The metaphor of tires, I say to myself learning I’m well over 2k words for the day. The rotation of the tires. The beating and biting they take on the Road… Road, travel, Kerouac poetry, music.. the only truth.
Journey’s I’m going to soon take, exploration of manuscripts, whether at a taco shop table (yes I’m more than likely going to get that beer soon), or wherever, doing whatever. Rotation, development of character. I’m bored of Sonoma County, everything about it. Even the wines, I have to say… will I be in Oregon soon? No, this will always be home. I don’t want to be that parent that constantly moves his kids. That’s not right. Want them to know Sonoma County as home, but have homes elsewhere. There’s the Sunriver home yes but that’s Mom and Dad’s. I want a coastal escape for us… look later, wheels in mind turning and turning tireless to real estate up there.
Driving to new creative scape and takes. I’ll start that new site tonight, the site and potential business for wine and vineyard photog. The tire’s symbol… it wares, it fades, need be changed.. CHANGE, character and story. Who knew I would be covered in so much composition and philosophy, in a tire shop.

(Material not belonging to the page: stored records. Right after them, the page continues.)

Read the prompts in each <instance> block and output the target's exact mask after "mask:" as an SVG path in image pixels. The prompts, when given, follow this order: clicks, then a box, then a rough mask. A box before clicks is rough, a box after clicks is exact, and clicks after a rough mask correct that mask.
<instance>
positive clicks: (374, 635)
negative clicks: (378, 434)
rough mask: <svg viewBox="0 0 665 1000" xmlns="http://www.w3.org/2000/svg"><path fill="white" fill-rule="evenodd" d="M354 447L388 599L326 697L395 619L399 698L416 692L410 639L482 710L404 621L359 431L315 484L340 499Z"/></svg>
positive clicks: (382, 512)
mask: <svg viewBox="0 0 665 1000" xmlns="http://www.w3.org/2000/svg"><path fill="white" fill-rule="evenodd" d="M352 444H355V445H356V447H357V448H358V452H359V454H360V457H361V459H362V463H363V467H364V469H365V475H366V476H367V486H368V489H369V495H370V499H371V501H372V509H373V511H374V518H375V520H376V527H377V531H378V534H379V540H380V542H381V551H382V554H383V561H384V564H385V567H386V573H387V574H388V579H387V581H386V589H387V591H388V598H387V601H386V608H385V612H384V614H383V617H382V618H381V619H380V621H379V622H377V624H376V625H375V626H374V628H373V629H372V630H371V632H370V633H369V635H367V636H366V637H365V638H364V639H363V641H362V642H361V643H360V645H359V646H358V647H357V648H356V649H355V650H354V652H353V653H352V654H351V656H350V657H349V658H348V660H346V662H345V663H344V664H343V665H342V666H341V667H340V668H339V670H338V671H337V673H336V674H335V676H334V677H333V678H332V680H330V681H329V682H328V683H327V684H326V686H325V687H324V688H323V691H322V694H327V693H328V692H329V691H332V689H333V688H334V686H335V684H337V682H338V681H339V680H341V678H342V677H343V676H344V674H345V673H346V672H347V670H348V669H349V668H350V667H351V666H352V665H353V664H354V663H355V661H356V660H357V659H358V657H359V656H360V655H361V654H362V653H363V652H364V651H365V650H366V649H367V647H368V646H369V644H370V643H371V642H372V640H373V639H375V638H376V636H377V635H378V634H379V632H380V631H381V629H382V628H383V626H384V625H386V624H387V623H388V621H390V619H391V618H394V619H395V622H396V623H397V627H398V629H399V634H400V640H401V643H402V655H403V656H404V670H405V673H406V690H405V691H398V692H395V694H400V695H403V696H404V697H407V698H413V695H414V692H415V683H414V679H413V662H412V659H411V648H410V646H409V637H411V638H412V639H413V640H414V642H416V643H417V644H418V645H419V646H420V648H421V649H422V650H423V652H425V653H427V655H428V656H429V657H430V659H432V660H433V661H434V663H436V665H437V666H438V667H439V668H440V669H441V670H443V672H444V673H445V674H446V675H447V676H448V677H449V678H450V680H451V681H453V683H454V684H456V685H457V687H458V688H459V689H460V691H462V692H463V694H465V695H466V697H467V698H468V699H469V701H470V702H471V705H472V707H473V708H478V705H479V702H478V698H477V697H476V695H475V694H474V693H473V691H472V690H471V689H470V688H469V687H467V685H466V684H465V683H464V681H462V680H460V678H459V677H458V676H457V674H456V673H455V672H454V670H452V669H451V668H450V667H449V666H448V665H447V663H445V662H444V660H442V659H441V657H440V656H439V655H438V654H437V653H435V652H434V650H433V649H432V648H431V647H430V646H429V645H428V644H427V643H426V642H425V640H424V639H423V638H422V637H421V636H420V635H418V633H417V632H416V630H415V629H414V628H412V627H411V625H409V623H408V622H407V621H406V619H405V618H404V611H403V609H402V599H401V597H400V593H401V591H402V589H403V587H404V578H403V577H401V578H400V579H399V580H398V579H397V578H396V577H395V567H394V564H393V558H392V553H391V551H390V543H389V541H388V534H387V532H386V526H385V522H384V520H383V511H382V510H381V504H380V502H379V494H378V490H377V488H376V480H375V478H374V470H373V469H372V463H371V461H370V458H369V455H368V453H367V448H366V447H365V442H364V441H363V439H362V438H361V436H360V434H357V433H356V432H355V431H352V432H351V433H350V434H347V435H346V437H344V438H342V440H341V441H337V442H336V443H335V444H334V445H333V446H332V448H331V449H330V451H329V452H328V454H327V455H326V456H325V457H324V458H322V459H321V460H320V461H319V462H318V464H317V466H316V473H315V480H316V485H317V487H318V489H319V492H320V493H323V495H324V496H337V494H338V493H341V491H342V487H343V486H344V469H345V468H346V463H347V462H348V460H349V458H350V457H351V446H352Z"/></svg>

It’s not a metaphor. It’s an order. It’s a reprimand. What has taken me so long to notice certain wheels need to stop turning, that aspects need be taken out of the functioning, so the malfunctioning ceases…?
Turn the wheel, this direction, the one. I’m in and now setting still chewing this gum under my mask and waiting for the new tires to be put on.
Neal in that tire shop… me at these keys. Thinking of old friends, wine… people I’ve met in the wine world. Wine is a wheel I can never remove. Its revolution are what make me more new and imbue truth into my identity’s rue.